Why Isn't It Enough?
I have a beautiful 6 week old baby, a gorgeous handful of a one year old and a precociously funny 4 year old...my hands are well and truely full, yet why isn't it enough?
Why do I feel I have to tell everyone that asks that I was made redundant, that I didn't choose this stay at home motherhood? Why do I have to mention that I have "no choice" but to be full-time carer to this brood?
Why is "just being a mother" good for other people? Why do I oogle over other families lives? Why do I love hearing about how other mothers spend their time? Why do I find such value and nourishment in hearing about what other people do, admiring the pace of their lives...whilst all the while devaluing my own?
The lovely Rebecca sent me a fantastic old crochet magazine and in her letter she wrote about this important work we do, raising humans. When I read it, I agreed...in my head. Logically, I know that this is my place, that it is important and incredibly valuable work, but my heart betrays me.

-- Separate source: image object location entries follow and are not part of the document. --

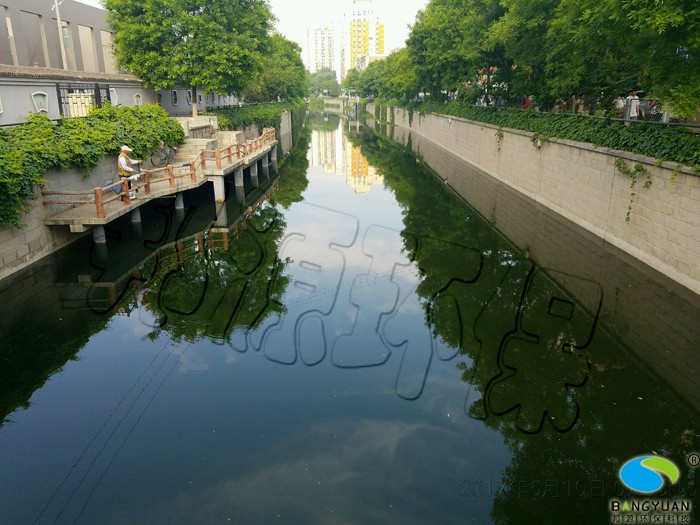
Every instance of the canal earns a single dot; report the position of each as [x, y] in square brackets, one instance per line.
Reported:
[350, 343]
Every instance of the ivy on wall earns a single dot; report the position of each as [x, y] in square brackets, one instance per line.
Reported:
[673, 143]
[30, 150]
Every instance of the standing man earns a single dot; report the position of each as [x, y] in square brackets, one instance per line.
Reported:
[633, 105]
[124, 164]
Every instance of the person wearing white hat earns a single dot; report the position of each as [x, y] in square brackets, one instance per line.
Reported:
[124, 164]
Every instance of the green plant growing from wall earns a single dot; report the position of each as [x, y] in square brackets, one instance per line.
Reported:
[633, 174]
[31, 149]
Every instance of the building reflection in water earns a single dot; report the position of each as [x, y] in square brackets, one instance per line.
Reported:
[332, 151]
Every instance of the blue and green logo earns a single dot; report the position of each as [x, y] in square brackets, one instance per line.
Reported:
[648, 474]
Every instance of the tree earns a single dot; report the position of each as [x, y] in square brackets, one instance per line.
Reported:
[284, 75]
[214, 45]
[448, 44]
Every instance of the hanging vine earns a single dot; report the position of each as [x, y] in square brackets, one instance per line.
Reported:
[633, 174]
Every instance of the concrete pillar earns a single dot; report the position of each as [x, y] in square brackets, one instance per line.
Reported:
[238, 177]
[221, 215]
[266, 166]
[180, 201]
[254, 174]
[136, 227]
[240, 194]
[219, 189]
[98, 234]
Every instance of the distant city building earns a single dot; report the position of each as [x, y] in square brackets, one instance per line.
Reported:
[366, 33]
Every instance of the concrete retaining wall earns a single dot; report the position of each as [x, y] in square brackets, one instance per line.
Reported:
[21, 247]
[581, 183]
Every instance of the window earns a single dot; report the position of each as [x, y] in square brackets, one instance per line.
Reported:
[41, 102]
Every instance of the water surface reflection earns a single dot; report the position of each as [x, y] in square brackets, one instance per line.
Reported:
[361, 348]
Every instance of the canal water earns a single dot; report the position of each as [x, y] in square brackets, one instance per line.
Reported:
[350, 342]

I feel like such a failure. Like I should be doing something else. I should be contributing more to my family--as if working tirelessly night and day isn't enough. As if constantly cooking and cleaning and doing the laundry and playing and feeding and changing isn't work. I am more tired in the evenings than I ever was as a civil servant, and yet as I sit at the end of the day, why do I feel like I've done nothing?
Why do I scurry around at 4pm to make the house look just a little bit better, so Kevin doesn't think I am lazy, even though I only sit down to feed Theo and I rarely even go to the loo?
I write a blog, I take pictures, I knit...small things. In my particularly self destructive moments, I wonder why I even bother. "If you can't be the best at something, why do it?" the voice in my head says. Other voices tell me that its all pointless, nothing dramatic happens here, why would anyone care? Its "just a mummy blog" and my life isn't even that interesting, to me at least.
Maybe its the fault of a society that values work outside the home and devalues stay at home moms. As a politically active feminist in the late '90s and early 00's, I was told that we could have it all. We could work and have kids and burn some bras all at the same time. Motherhood wasn't mentioned, except to lament all of those poor oppressed stay at home moms, who refused to "have it all".
Maybe its just that I am not cut out for this.
More likely, it is the normal ebb and flow of life that means that sometimes the grass just looks greener. There are hard days and easy days and good days and bad days. And days when I feel like a failure and days when I feel like a hero to the under 4 crowd. I wish that I could say this is what I always dreamt about, that this is always what I wanted to be when I grew up...
But for now, I just need to work harder at enjoying-- to take it all in and see the beauty that is here, not the promise of elsewhere.
And to recognise that enough is, quite simply, enough.